To explain this, I’m going to give you a couple of examples. Jane had a mother who was very young. In fact, she was only 15 when she had Jane. Jane’s mother was lacking support in a very real way. When Jane was young, because of the very real needs her mother had and her lack of awareness of the implications of doing so, her mother flipped their roles so that Jane was taking care of her every whim. In order to avoid consequences, Jane had to make her entire life about supporting her mother; from being her mother’s shoulder to cry on to rubbing her back, which was always sore. To working with her mother at her house cleaning job even as a small child. To giving her birthday money to her mother for bills etc. Jane was literally custom trained to perfectly support another person’s success, regardless of whether she wanted this or not. This trauma led to Jane having a codependent relational style, not really knowing who she was or what she wanted, being soft-spoken and disempowered. However, it also led to an incredible capacity to perceive the needs of others, a perfectly honed skill set regarding assisting others, the ability to emotionally regulate anyone, the capacity to dedicate herself to another person and to work towards success together and the rare personality trait of taking the back seat and letting someone else shine rather than vying for attention.

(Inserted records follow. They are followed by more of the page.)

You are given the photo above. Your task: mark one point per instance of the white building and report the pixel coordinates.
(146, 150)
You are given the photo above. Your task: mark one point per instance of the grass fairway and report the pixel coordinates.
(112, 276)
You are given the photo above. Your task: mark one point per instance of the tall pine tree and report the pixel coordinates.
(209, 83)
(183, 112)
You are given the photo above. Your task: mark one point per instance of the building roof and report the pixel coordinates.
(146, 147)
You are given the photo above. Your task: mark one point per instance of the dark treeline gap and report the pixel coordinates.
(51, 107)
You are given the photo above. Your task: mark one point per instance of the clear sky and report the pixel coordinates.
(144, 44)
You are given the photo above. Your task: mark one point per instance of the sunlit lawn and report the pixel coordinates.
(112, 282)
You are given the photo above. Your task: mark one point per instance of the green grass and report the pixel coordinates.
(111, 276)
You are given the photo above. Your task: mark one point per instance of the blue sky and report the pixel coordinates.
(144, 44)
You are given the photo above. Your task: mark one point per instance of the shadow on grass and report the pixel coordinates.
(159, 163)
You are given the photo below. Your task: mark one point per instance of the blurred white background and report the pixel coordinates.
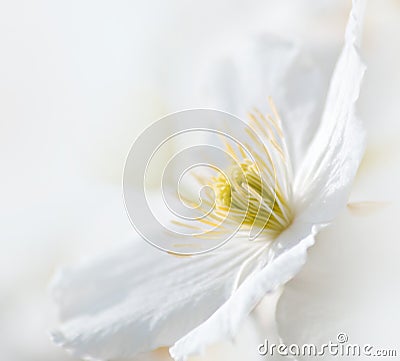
(79, 80)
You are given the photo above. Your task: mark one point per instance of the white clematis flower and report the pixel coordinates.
(137, 299)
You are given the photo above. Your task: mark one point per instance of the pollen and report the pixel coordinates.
(244, 195)
(254, 193)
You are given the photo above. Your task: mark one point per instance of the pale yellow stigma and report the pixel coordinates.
(254, 194)
(243, 195)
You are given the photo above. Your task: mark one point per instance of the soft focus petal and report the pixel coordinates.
(258, 67)
(226, 321)
(349, 284)
(136, 298)
(325, 177)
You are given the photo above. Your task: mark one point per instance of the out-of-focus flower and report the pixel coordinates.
(137, 299)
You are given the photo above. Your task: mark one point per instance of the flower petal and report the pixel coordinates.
(225, 322)
(349, 284)
(137, 298)
(324, 178)
(263, 66)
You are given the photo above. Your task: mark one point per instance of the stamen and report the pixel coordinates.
(254, 192)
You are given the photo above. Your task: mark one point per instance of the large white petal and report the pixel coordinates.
(349, 284)
(136, 298)
(225, 322)
(325, 176)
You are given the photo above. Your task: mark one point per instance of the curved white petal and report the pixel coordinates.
(258, 67)
(136, 298)
(225, 322)
(324, 178)
(349, 284)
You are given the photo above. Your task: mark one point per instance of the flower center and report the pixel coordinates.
(245, 196)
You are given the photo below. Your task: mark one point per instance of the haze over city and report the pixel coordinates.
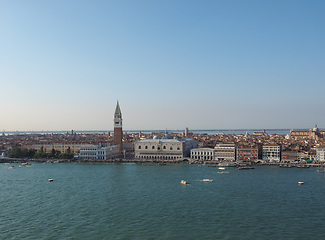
(171, 64)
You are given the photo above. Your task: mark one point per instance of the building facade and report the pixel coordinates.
(249, 152)
(95, 152)
(202, 154)
(62, 147)
(225, 152)
(118, 132)
(163, 149)
(320, 154)
(271, 153)
(314, 133)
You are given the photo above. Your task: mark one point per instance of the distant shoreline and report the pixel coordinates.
(198, 131)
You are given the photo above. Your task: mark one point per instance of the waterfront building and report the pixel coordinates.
(320, 154)
(271, 152)
(61, 147)
(164, 148)
(118, 132)
(202, 154)
(249, 152)
(225, 152)
(96, 152)
(289, 156)
(314, 133)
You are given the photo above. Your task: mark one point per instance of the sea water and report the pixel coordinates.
(131, 201)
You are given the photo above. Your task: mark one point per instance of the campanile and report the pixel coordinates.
(118, 133)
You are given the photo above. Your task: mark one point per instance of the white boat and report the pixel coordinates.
(207, 180)
(184, 182)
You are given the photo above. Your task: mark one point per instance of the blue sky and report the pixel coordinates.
(172, 64)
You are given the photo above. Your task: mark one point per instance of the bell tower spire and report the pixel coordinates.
(118, 132)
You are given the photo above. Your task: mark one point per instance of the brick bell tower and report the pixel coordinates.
(118, 133)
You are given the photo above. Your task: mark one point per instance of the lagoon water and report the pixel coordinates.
(131, 201)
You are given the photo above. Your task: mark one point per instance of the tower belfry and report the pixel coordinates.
(118, 133)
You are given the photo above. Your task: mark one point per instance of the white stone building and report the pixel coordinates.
(320, 154)
(163, 149)
(225, 152)
(271, 153)
(202, 154)
(95, 152)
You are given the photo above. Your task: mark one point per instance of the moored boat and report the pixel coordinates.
(207, 180)
(245, 168)
(184, 182)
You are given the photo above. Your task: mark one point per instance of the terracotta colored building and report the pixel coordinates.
(249, 152)
(118, 132)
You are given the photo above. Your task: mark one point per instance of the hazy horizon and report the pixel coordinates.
(171, 64)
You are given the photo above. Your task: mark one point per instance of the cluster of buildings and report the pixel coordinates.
(174, 147)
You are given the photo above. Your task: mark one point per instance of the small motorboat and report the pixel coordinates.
(207, 180)
(184, 182)
(245, 168)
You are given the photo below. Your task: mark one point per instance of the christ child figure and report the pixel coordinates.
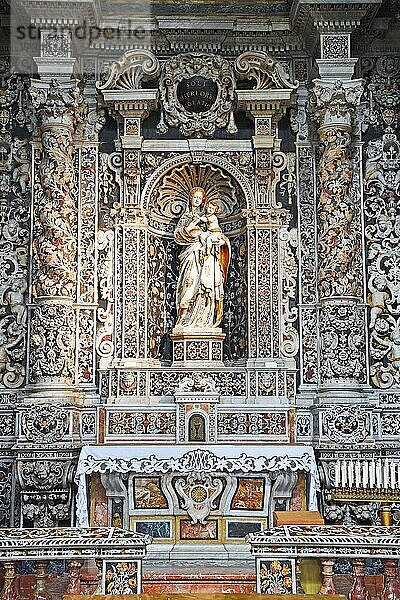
(212, 235)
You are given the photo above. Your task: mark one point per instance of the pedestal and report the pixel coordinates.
(195, 347)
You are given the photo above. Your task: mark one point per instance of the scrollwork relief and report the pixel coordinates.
(339, 242)
(382, 186)
(289, 335)
(54, 246)
(199, 492)
(44, 424)
(264, 70)
(211, 72)
(342, 354)
(382, 218)
(105, 314)
(346, 424)
(15, 156)
(52, 354)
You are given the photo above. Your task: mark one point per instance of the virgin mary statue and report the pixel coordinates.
(203, 264)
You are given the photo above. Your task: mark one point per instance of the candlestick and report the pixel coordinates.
(386, 473)
(344, 474)
(371, 474)
(358, 474)
(392, 475)
(350, 477)
(365, 474)
(337, 474)
(378, 467)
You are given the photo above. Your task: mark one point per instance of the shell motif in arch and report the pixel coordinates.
(173, 191)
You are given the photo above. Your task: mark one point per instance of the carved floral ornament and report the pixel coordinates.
(267, 72)
(166, 191)
(335, 102)
(134, 68)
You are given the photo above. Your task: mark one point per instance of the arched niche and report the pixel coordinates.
(197, 428)
(164, 199)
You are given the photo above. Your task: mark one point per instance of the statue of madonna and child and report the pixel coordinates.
(203, 264)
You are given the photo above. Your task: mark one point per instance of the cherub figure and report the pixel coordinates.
(15, 298)
(378, 297)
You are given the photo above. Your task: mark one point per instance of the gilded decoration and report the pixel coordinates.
(203, 262)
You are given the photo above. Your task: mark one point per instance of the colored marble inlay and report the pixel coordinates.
(249, 494)
(121, 578)
(277, 576)
(157, 529)
(239, 529)
(134, 423)
(198, 531)
(148, 494)
(252, 424)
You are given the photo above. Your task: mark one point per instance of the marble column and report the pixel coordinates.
(48, 414)
(273, 338)
(342, 354)
(131, 104)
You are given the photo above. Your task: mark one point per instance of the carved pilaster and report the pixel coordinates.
(342, 355)
(124, 94)
(49, 412)
(272, 241)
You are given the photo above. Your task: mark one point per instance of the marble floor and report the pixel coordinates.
(199, 569)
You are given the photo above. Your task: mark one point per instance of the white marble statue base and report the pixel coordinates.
(195, 347)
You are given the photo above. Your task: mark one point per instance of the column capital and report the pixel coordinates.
(58, 103)
(333, 103)
(273, 92)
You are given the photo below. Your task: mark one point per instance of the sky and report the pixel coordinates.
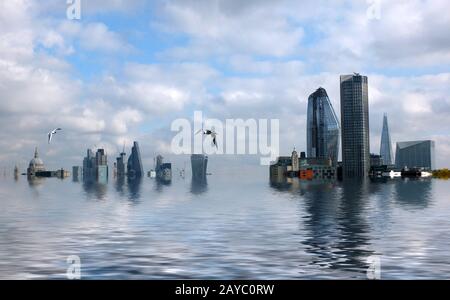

Bret grew up in a wealthy household. His parents, most especially his father, was all about public perception. They put a ton of pressure on Brett from a very young age to be excellent, so that his family could use him as a kind of trophy. Bret learned that the only way he could get any approval from his family and the only way to avoid being ostracized, like his sister was, was to step into that family pressure and to dedicate himself to being excellent. He chose golf as his venue for excellence. This trauma caused Bret to feel like he had to justify his value and worth in his family and earn love. It caused him to have a core self-concept of shame. It caused him to obsessively perfect his golf game to the degree that he would stay on a course for hours, sobbing from rotator cuff pain until he got the stroke exactly how he wanted it. However, this trauma also led to an incredible level of discipline, a superhuman capacity to focus, an achievement-oriented personality, the achievement of greatness, incredible financial success a professional golf career that most people could only dream of.
It is tempting when you are limited in your view of trauma and healing to think that you know immediately what the right thing in terms of personal growth and healing is for both Jane and Bret. For Jane, you are probably jumping to the conclusion that she needs to be more selfish and independent, get to know who she is and what she really wants. That she needs to make her life about her own personal success and stop orienting her life around other people. She needs to go for the limelight in her own unique way. But this is only one potential healing option. It may be the case that this is what is genuinely in alignment for Jane. Or, it may in fact not be the case.
For Bret, you are probably jumping to the conclusion that he needs to find someone who really loves him for “him” (whatever that means) and that he needs to quit golf or anything else he may be doing to earn approval. Approval needs to be something he gets, even when he is lounging on the couch. He needs the pressure to perform taken off of him. And he needs to learn how to be gentle with himself and have fun. But this is only one potential healing option. It may be the case that this is what is genuinely in alignment for Bret. Or, it may in fact not be the case.
What if I told you that trauma plays a role in your destiny? In fact, you are perfectly molded for your destiny based off of not only the positive things you experienced in your life, but also by your trauma. This is part of why you choose into a specific life experience at this specific time and in this specific place and in this specific way and around these specific people. When we make trauma wrong and make anything causally related to trauma wrong, we fail to recognize that without the trauma of insignificance and poor reflection in childhood, the best actors in Hollywood are not actors. This means those game changing movies that are absolute works of art and altered the way society thinks, don’t exist. Neither does that great quality entertainment you love so much.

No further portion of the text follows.